Malachi 3:16

Zij die de HEERE vrezen

In de vorige drie verzen openbaart God dat Hij weet wat goddeloze mensen tegen elkaar over Hem zeggen. Hij neemt daar kennis van (vgl. Jr 8:6). In Ml 3:16 lezen we dat Hij ook weet wat de Godvrezenden tegen elkaar over Hem zeggen. Onder de opstandige mensen van de vorige verzen bevinden zich enkelingen die elkaar kennen en met elkaar praten. De HEERE sluit Zich bij hen aan. Hij vindt Zijn vreugde in hen, met hoe weinig ze ook maar zijn.

Te midden van alle grootspraak is er een overblijfsel dat geen grote mond heeft over hun eigen kunnen, maar dat de mond vol heeft over de HEERE. Zij vrezen Hem, ze zijn vol eerbied voor Hem. In plaats van elkaar op te hitsen om ontrouw te worden aan een God Die zo moeilijk doet, bemoedigen ze elkaar. Ze wijzen elkaar erop dat Hij wel acht op hen slaat en naar hen luistert. Dit overblijfsel vertrouwt Hem, dwars door alle beproevingen heen.

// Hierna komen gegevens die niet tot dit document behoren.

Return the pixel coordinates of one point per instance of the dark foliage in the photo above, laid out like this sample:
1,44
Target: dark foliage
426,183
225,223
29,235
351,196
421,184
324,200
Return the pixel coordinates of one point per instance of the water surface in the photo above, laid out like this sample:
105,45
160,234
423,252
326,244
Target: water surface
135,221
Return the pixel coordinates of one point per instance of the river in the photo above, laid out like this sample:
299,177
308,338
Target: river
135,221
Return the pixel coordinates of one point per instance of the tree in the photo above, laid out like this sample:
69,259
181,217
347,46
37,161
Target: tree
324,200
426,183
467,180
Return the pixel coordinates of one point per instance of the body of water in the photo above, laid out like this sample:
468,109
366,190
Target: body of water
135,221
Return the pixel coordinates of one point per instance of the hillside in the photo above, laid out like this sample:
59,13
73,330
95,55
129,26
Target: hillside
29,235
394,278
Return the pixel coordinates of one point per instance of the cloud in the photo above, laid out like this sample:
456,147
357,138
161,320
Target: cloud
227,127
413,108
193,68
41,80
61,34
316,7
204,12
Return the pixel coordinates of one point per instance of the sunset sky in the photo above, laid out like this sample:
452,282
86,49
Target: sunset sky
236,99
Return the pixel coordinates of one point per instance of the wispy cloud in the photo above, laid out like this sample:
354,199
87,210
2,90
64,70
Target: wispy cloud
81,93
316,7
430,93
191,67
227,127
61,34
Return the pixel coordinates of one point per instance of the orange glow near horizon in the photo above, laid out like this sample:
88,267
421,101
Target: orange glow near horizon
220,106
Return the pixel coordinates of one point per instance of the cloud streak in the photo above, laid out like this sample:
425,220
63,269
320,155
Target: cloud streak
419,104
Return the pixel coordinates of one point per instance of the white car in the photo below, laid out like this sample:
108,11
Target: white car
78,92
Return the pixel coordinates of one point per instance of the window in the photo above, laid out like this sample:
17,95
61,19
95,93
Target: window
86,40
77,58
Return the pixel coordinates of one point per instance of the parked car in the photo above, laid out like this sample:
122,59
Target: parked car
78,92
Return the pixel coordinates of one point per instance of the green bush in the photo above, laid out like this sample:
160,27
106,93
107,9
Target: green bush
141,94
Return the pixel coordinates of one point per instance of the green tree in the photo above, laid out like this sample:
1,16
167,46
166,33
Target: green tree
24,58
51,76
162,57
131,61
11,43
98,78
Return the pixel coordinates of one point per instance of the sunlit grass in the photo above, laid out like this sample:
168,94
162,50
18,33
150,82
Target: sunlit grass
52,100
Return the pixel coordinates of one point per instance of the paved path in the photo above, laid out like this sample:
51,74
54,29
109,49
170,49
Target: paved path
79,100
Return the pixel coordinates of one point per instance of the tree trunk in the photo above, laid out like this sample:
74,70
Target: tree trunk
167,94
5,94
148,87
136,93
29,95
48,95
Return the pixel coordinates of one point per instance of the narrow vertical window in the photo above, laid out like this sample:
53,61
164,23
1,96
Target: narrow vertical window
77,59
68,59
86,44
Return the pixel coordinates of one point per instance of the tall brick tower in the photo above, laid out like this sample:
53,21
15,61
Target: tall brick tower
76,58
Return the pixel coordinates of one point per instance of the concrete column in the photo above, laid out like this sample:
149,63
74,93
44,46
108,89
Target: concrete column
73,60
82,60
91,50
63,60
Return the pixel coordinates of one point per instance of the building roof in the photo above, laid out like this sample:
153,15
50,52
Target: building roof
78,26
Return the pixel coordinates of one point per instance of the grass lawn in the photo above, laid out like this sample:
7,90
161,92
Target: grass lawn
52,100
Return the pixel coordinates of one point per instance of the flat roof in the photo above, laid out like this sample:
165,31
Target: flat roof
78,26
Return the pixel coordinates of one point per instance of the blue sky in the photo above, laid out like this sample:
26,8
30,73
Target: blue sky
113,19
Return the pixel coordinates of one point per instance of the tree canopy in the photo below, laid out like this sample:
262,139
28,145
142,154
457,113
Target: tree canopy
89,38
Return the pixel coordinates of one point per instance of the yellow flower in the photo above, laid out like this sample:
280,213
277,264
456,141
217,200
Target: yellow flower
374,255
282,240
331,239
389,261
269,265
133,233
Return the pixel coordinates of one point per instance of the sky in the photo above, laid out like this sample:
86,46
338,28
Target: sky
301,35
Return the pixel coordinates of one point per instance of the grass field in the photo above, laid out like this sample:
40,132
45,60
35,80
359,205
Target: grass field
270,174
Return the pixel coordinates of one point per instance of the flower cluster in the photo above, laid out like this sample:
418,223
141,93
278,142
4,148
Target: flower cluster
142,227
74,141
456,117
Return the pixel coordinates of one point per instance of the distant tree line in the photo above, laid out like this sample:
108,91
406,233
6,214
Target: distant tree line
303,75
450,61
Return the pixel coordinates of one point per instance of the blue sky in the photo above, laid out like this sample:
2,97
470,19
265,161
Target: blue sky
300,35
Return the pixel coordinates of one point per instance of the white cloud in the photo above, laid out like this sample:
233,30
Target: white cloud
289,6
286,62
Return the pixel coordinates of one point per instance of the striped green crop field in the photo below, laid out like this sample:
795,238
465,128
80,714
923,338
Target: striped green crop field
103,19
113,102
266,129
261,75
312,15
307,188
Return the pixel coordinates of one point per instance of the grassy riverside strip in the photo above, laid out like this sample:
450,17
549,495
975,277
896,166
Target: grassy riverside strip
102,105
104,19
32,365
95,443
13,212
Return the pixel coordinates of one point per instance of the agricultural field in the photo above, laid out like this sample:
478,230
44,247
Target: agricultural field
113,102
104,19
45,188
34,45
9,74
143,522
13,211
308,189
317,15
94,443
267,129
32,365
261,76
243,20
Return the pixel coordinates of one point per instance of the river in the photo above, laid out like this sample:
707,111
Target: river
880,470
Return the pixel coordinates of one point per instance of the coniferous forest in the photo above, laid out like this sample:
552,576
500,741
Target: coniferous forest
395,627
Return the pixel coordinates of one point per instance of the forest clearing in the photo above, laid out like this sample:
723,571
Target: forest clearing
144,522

We zien hen bijvoorbeeld in Lukas 1-2, net vóór en net na de geboorte van de Heer Jezus, in Zacharia en Elizabeth, Jozef en Maria, de herders, Simeon en Anna.

De Heer kent ook in onze tijd allen die Hem te midden van een afvallige christenheid trouw blijven. Dat zien we meestal niet in de massabijeenkomsten, maar in persoonlijke contacten. We moeten niet denken zoals Elia dat we alleen zijn overgebleven. De Heer neemt nota van alles wat iemand over Hem zegt om een ander te bemoedigen om Hem trouw te blijven.

Het is menselijkerwijs spreken als gezegd wordt dat alles in een “gedenkboek” geschreven wordt (vgl. Es 6:1-2; Ps 56:9). God heeft dat boek niet nodig. Het boek dient om ons inzicht te geven in de waarde die Hij hecht aan ons spreken over Hem. Het gaat over hen “die de HEERE vrezen en wie Zijn Naam hoogachten”. Eerbied voor Hem blijkt uit de hoogachting van Zijn Naam. Zijn Naam is de uitdrukking van Zijn Wezen, Wie Hij is. Hoogachting van Zijn Naam blijkt niet zozeer uit wat er over die Naam wordt gezegd, maar uit het dag en nacht overpeinzen ervan (Ps 1:2). Hoogachting wil zeggen een zo hoge waardering voor die Naam hebben, dat hij het hart en de gedachten helemaal in beslag neemt.

Het niet verloochenen van Zijn Naam is ook in de eindtijd waarin wij leven een van de kenmerken van hen die te midden van het algehele verval Hem trouw blijven (Op 3:8). Hoogachting of eerbied voor Zijn Naam betekent dat we Hem eren voor Wie Hij is. We mogen dat op bijzondere wijze beleven wanneer we als gemeente samenkomen. De Heer Jezus spreekt erover dat al zijn het er maar twee of drie die samenkomen in Zijn Naam, Hij daar in het midden is (Mt 18:20). De eindtijd wordt in Gods Woord niet verbonden aan massale bijeenkomsten en indrukwekkende tekenen en wonderen, maar aan kleine aantallen.

De HEERE spreekt over de gelovigen die dit overblijfsel vormen vanuit de vreugde van wat zij voor Hem zullen zijn (Ml 3:17). Zij zijn voor Hem “een persoonlijk eigendom” (Ex 19:5; Dt 7:6; Dt 14:2; Dt 26:18). Daarin beluisteren we dat zij kostbaar voor Hem zijn, dat ze een bijzondere schat zijn (Js 62:3). Zijn oog en Zijn hart gaan naar hen uit.

Hij zal daar openlijk uiting aan geven “op de dag die Ik maken zal”, dat is de dag van Zijn komst. Dan zullen zij stralen als een kostbaarheid voor Hem tegenover de goddelozen. Nu zijn ze nog verborgen, maar dan zullen zij met Hem geopenbaard worden in heerlijkheid (Mt 13:43).

Zij zullen gespaard blijven en niet in de oordelen omkomen, omdat zij in relatie tot Hem staan als een zoon die zijn vader trouw dient. Het is Zijn waardering van hun toewijding aan Hem, dwars door alle tegenstand heen. Hij kan hen sparen omdat Hij dé Zoon, Zijn eigen Zoon, Die Hem volmaakt heeft gediend, niet heeft gespaard (Rm 8:32).